Und er empfand mit einer Art von Entsetzen, daß er den Kampf wieder von vorne beginnen müsse. Er stand auf und öffnete das Fenster. Über der Themse wölbte sich ein dunkler Himmel; ein Wind hatte sich erhoben. Das unaufhörliche Gemurmel des Wassers und die Weite der Nacht mit den verstreuten Sternen schienen auf ihn einzudringen. Er trat zurück, und sich auf das Fensterbrett lehnend, sah er auf sie hinab. Wie blumenhaft zart sie war! Die Erinnerung an eine welke Blume kam ihm in den Sinn, die sie einmal im Frühjahr in die Flammen geschleudert hatte mit den Worten: »Ich kann keine welken Blumen ertragen, ich muß sie immer verbrennen.« Er konnte wieder jene wachsfarbenen Blumenblätter sehen, wie sie sich der feurigen Umklammerung der kleinen, roten, lauernden Funken ergaben, und wie der Stengel erbebte, erglühte und sich hin und her wand, bis er schwarz wurde, ganz so wie ein lebendes Wesen. Und verwirrt begann er:

»Ich kann nicht in Lüge leben. Welches Anrecht auf die Führerschaft habe ich, wenn ich selbst nicht folgen kann? Ich bin nicht wie unser Freund Courtier, der an die Freiheit glaubt. Ich habe nie daran geglaubt und werde auch nie daran glauben.

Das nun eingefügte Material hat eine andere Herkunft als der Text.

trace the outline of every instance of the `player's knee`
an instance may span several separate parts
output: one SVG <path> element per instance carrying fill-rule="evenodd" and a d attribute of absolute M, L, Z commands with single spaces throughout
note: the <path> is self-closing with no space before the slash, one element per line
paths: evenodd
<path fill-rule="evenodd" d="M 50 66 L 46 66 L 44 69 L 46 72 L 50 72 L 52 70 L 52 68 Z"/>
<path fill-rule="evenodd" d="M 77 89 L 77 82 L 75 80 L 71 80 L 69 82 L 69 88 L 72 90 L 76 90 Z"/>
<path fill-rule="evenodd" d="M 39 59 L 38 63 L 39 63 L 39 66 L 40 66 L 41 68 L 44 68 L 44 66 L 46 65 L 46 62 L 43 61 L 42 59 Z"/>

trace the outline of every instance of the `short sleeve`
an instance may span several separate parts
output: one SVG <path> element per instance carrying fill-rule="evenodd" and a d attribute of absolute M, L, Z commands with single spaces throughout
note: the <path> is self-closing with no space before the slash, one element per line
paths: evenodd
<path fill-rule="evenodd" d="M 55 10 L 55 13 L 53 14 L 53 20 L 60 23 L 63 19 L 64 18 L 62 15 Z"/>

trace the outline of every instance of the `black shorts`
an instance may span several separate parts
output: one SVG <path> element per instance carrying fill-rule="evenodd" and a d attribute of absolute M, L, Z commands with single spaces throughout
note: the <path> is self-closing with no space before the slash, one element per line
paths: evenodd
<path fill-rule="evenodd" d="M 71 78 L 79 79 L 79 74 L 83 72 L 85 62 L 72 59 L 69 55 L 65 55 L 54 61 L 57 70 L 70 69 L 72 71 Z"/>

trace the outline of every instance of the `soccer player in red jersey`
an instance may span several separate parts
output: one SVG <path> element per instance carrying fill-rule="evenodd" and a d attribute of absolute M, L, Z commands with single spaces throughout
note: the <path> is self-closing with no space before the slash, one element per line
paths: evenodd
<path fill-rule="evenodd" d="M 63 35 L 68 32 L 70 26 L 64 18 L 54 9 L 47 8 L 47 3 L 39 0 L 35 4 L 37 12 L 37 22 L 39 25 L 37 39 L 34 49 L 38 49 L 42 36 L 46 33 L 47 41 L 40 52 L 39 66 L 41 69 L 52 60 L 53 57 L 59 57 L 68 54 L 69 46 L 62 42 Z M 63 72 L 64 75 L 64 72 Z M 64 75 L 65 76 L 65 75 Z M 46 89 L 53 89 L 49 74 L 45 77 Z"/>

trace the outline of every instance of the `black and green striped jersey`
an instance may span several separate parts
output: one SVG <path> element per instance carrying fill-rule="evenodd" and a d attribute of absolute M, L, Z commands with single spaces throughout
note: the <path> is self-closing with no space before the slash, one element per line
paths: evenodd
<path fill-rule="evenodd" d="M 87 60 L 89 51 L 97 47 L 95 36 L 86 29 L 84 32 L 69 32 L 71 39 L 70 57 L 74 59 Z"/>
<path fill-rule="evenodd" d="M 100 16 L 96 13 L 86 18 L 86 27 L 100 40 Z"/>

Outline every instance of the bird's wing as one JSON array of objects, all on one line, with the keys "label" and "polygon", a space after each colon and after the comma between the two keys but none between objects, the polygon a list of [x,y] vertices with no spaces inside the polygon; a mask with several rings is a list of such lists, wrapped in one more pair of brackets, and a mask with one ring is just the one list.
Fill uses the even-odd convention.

Freiheit? Was ist Freiheit? Nur die, die sich der Autorität fügen, haben das Recht, Autorität auszuüben. Ein Mensch, der Gesetze erzwingt, selbst aber nicht die Kraft hat, sie zu befolgen, ist ein Schuft. Ich will nicht einer von jenen sein, von denen man sagen kann: ›Andere kann er beherrschen, sich selbst aber – –!‹«

»Es wird doch niemand etwas davon wissen.«

Miltoun wandte sich ab.

»Ich werde es wissen,« sagte er; er sah jedoch deutlich, daß sie ihn nicht verstand. Ihr Antlitz zeigte einen sonderbaren Ausdruck brütender Verschlossenheit, als hätte er sie erschreckt. Und der Gedanke, daß sie es nicht begreifen konnte, erregte seinen Zorn.

Er sagte halsstarrig:

»Nein, ich kann nicht in öffentlicher Stellung bleiben.«

»Aber was hat das mit dem politischen Leben zu schaffen? Das ist doch etwas so Unbedeutendes!«

»Wenn es für mich etwas Unbedeutendes gewesen wäre, hätte ich dich dann in Monkland verlassen und jene fünf Wochen vor meiner Krankheit wie in der Hölle zugebracht? Etwas Unbedeutendes!«

Mit plötzlicher Leidenschaft rief sie:

»Die äußeren Verhältnisse sind auch etwas Unbedeutendes; das Wesentliche ist die Liebe.«

Miltoun starrte sie an und zum erstenmal wurde es ihm klar, daß auch sie ihre Philosophie habe, so tief und unbeugsam wie seine eigene. Doch rücksichtslos entgegnete er:

»Nun, dieses Wesentliche hat mich ja besiegt.«

Und dann sah er, daß sie ihn anstarrte, als hätte sie in den Tiefen seiner Seele eine gräßliche Entdeckung gemacht. Ihr Blick war so traurig, so unheimlich intensiv, daß er sich abwandte.

»Vielleicht ist es wirklich nur etwas Unbedeutendes,« murmelte er, »ich weiß es nicht. Ich sehe keinen klaren Weg mehr vor mir. Ich habe den festen Grund unter den Füßen verloren; ich muß ihn wieder finden, sonst kann ich nicht handeln.«

Sie aber wiederholte, als hätte sie ihn nicht gehört oder den Sinn seiner Worte nicht begriffen:

»O, lassen wir doch alles, wie es ist; ich werde nie verlangen, was du mir nicht geben kannst.«

Und diese Halsstarrigkeit, da er doch gerade das tat, was ihn ihr so ganz zu eigen machen würde, schien ihm unvernünftig.

»Ich bin nun einmal zu diesem Entschluß gekommen,« sagte er. »Sprechen wir nicht mehr darüber!«

Und abermals murmelte sie gequält:

»Nein, nein! Lassen wir es doch so, wie es ist!«

Miltoun fühlte, daß er es nicht länger ertragen konnte. Er legte ihr die Hände auf die Schultern. »Genug davon!« sagte er.

Dann hob er sie, von Gewissensbissen gepackt, plötzlich zu sich empor und drückte sie an sich.

Sie aber blieb in seinen Armen unbeweglich, mit geschlossenen Augen, und erwiderte seine Küsse nicht.